The diary you read in school is actually a mix of two
different volumes -- and Frank wrote even more than those. Frank
started out with the one diary, which was really an autograph book, but
it worked well for daily musings, too. In 1944, Frank was able to listen
to a speech by a Dutch official who had fled to London, and he asked
that anyone keeping records or journals try their best to preserve them.
At that point, Anne actually started to rewrite her diary to make the
entries neater and more official. After the war, Otto Frank, her father,
combined the two different versions into the book that people read
Anne Frank was a ferocious writer and an intense girl. Her friends recalled her as always writing, and that continued as she went into hiding. She had a couple of other volumes of books, one for stories she wrote and one for quotes that she liked to collect and muse upon.
How Did the Diary Survive the War? When Frank and her family were found and arrested, her diary and her other writings were left behind. The Dutch people who had helped hide the family found the writings when they searched the secret apartment. Miep Gies, one of the Franks' close Dutch friends and a member of the group who helped hide the Franks, held onto the writings and gave them to Otto Frank when he returned to Amsterdam. There were a total of five volumes and several loose pages, but only the composite diary was published. Anne's sister Margot apparently had a diary, too, but that was never recovered.

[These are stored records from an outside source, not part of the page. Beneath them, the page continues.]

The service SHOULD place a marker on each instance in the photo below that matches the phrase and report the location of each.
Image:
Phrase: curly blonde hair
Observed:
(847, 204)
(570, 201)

What Are the "Five Pages" Not Published From the Diary?
The original version of the published diary was missing five pages, and
for years, no one knew what they contained. In 1999, a friend of Otto
Frank's provided the pages. They contained warnings about how Anne Frank
did not want people to see the diary, which Otto Frank kept secret
because he didn't want people to think he was disrespecting Anne's
wishes. They also contained a lot of insight into the marriage between
Otto Frank and Anne's mother, and Otto Frank wanted to keep such
personal information out of the public eye. Current published versions
(since 1999) of the diary now contain those pages.